Co-authored-by: Aron Dosti <aron-dosti@hotmail.com>
Signed-off-by: Aron Dosti <aron-dosti@hotmail.com>
Signed-off-by: Derek Gielen <derekgielen@outlook.com>
---
 utils/tuning/exportTuningToLscShader.py | 120 ++++++++++++++++++++++++
 utils/tuning/generate_lsc_map_plot.py   |  76 +++++++++++++++
 2 files changed, 196 insertions(+)
 create mode 100644 utils/tuning/exportTuningToLscShader.py
 create mode 100644 utils/tuning/generate_lsc_map_plot.py

Patch
diff mbox series

diff --git a/utils/tuning/exportTuningToLscShader.py b/utils/tuning/exportTuningToLscShader.py
new file mode 100644
index 00000000..4f07aa1e
--- /dev/null
+++ b/utils/tuning/exportTuningToLscShader.py
@@ -0,0 +1,120 @@ 
+import yaml
+import numpy as np
+import argparse
+import sys
+
+# --- Configuration ---
+GRID_W = 16
+GRID_H = 16
+
+# Formula constants
+BLACK_LEVEL = 1024.0
+SCALE_FACTOR = 3071  # Divisor to map the range to 0-255
+
+def load_and_process_yaml(input_filename, target_ct):
+    # 1. Load the YAML file
+    try:
+        with open(input_filename, 'r') as f:
+            data = yaml.safe_load(f)
+    except FileNotFoundError:
+        print(f"Error: Input file '{input_filename}' not found.")
+        return None, None, None
+
+    # 2. Find the LensShadingCorrection block
+    lsc_data = None
+    for algo in data['algorithms']:
+        if 'LensShadingCorrection' in algo:
+            lsc_data = algo['LensShadingCorrection']
+            break
+
+    if not lsc_data:
+        print("Error: LensShadingCorrection block not found.")
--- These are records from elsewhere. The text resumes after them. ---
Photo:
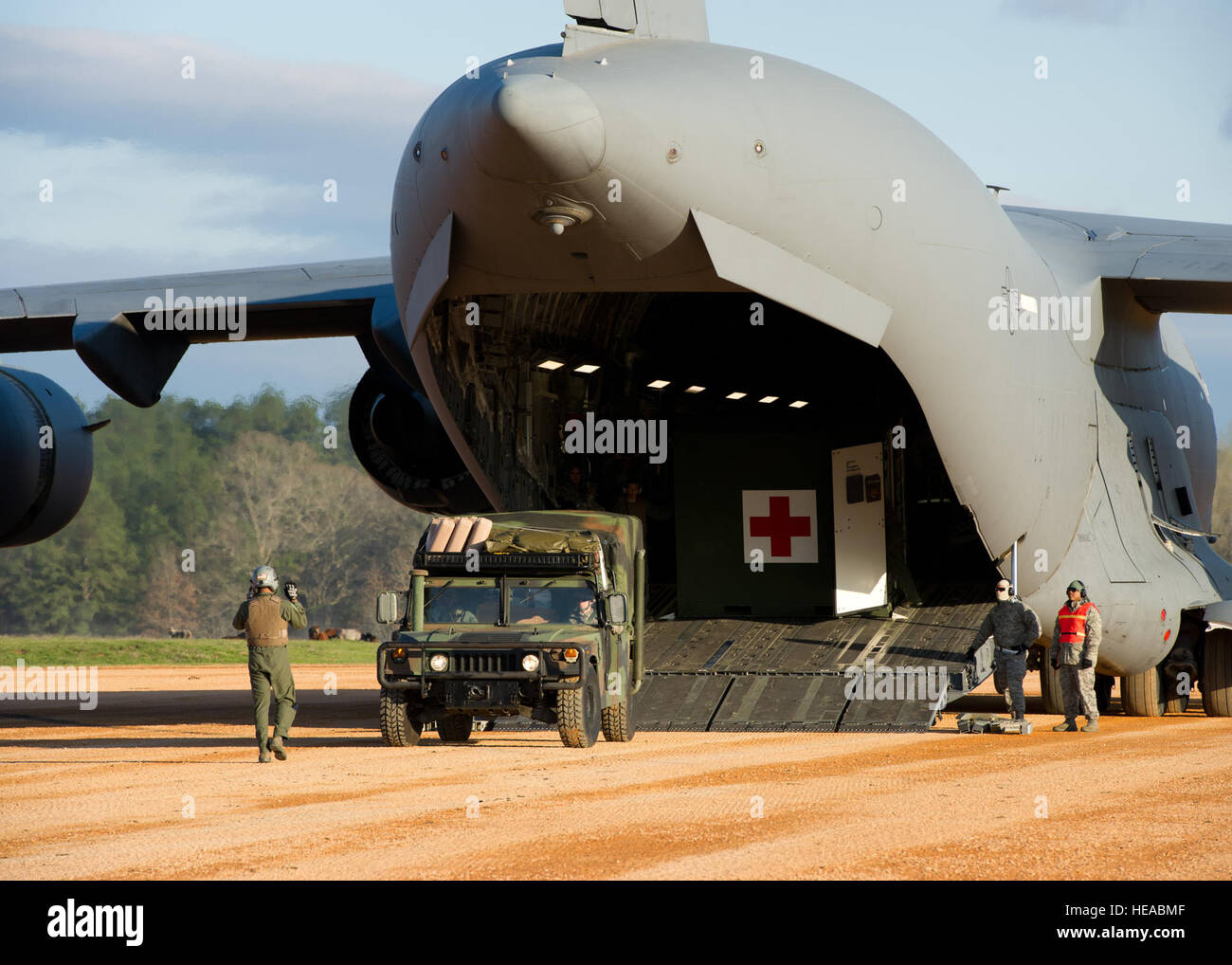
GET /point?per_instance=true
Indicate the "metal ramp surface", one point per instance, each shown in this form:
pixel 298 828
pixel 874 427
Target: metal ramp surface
pixel 730 674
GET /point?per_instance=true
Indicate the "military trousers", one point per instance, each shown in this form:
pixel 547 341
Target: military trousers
pixel 269 670
pixel 1008 676
pixel 1078 692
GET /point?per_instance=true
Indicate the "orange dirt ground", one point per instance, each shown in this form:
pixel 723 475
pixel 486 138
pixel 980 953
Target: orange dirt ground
pixel 161 781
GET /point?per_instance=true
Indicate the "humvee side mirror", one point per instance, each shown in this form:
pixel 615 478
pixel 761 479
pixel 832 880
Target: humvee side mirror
pixel 387 608
pixel 617 608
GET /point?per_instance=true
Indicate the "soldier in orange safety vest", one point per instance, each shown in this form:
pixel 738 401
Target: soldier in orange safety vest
pixel 1075 651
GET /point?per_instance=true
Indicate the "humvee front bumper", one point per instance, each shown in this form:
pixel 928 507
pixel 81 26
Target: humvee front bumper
pixel 471 664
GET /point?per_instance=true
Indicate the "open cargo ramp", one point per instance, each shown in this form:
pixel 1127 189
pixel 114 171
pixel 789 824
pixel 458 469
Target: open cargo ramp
pixel 730 674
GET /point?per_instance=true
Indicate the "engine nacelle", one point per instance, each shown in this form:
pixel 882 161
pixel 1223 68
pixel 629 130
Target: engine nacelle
pixel 47 454
pixel 402 445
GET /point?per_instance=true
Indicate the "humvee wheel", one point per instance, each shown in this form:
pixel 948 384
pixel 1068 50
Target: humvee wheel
pixel 579 718
pixel 619 722
pixel 455 729
pixel 1142 694
pixel 1216 681
pixel 398 729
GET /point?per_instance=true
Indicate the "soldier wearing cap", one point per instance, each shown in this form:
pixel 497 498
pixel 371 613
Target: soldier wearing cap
pixel 1075 651
pixel 263 618
pixel 1015 628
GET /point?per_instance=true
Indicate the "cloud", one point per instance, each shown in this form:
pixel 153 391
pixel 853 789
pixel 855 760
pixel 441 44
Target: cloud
pixel 101 84
pixel 116 193
pixel 153 173
pixel 1078 11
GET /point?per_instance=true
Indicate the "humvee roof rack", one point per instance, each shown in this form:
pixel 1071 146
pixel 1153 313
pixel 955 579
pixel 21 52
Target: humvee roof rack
pixel 565 562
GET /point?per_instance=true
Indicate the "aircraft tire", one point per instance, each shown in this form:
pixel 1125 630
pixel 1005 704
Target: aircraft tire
pixel 1216 683
pixel 1050 689
pixel 1142 694
pixel 1103 692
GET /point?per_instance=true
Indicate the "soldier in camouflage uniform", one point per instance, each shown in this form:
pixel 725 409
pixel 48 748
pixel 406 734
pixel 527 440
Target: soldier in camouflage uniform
pixel 1075 651
pixel 1015 628
pixel 263 618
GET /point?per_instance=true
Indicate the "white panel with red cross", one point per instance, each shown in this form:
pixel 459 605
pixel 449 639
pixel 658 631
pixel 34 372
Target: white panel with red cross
pixel 781 524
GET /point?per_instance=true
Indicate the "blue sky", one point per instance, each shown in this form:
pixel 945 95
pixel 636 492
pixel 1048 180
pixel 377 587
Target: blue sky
pixel 154 173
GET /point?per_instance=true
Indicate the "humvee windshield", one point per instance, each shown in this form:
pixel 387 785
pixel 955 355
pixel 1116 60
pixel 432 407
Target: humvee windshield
pixel 452 603
pixel 553 602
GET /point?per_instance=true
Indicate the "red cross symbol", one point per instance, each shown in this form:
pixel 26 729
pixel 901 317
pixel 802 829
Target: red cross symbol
pixel 780 525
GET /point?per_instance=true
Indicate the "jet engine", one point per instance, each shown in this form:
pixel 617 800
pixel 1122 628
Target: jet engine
pixel 47 454
pixel 403 446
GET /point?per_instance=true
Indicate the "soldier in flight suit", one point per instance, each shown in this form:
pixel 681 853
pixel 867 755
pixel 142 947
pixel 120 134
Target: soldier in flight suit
pixel 1015 628
pixel 1075 651
pixel 263 619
+        return None, None, None
+
+    # 3. Extract the set for the specific Color Temperature (CT) provided in arguments
+    sets = lsc_data['sets']
+    target_set = next((item for item in sets if item['ct'] == target_ct), None)
+
+    if not target_set:
+        print(f"Error: Set for Color Temperature {target_ct} not found in '{input_filename}'.")
+        return None, None, None
+
+    print(f"Found data for CT {target_ct}. Applying formula: (x - {int(BLACK_LEVEL)}) / {SCALE_FACTOR} ...")
+
+    # 4. Get Raw Data
+    r_raw = np.array(target_set['r'])
+    b_raw = np.array(target_set['b'])
+    gr_raw = np.array(target_set['gr'])
+    gb_raw = np.array(target_set['gb'])
+
+    # Calculate Green Channel (Average of GR and GB)
+    g_raw = (gr_raw + gb_raw) / 2.0
+
+    # 5. Define the calculation logic
+    def apply_formula(data_array):
+        """
+        Applies the specific user formula:
+        1. Subtract Black Level (1024)
+        2. Divide by the Scale Factor (3071)
+        3. Multiply by 255 and convert to integer
+        """
+        result = ((data_array - BLACK_LEVEL) / SCALE_FACTOR) * 255
+        return result.astype(int)
+
+    # 6. Apply calculation to all channels
+    r_final = apply_formula(r_raw)
+    g_final = apply_formula(g_raw)
+    b_final = apply_formula(b_raw)
+
+    return r_final, g_final, b_final
+
+def save_custom_grid_yaml(output_filename, r, g, b, target_ct):
+
+    # Helper function to format the array as a visual grid string
+    def format_array_as_grid_string(arr):
+        lines = []
+        # Loop through the array in chunks of 16 (GRID_W)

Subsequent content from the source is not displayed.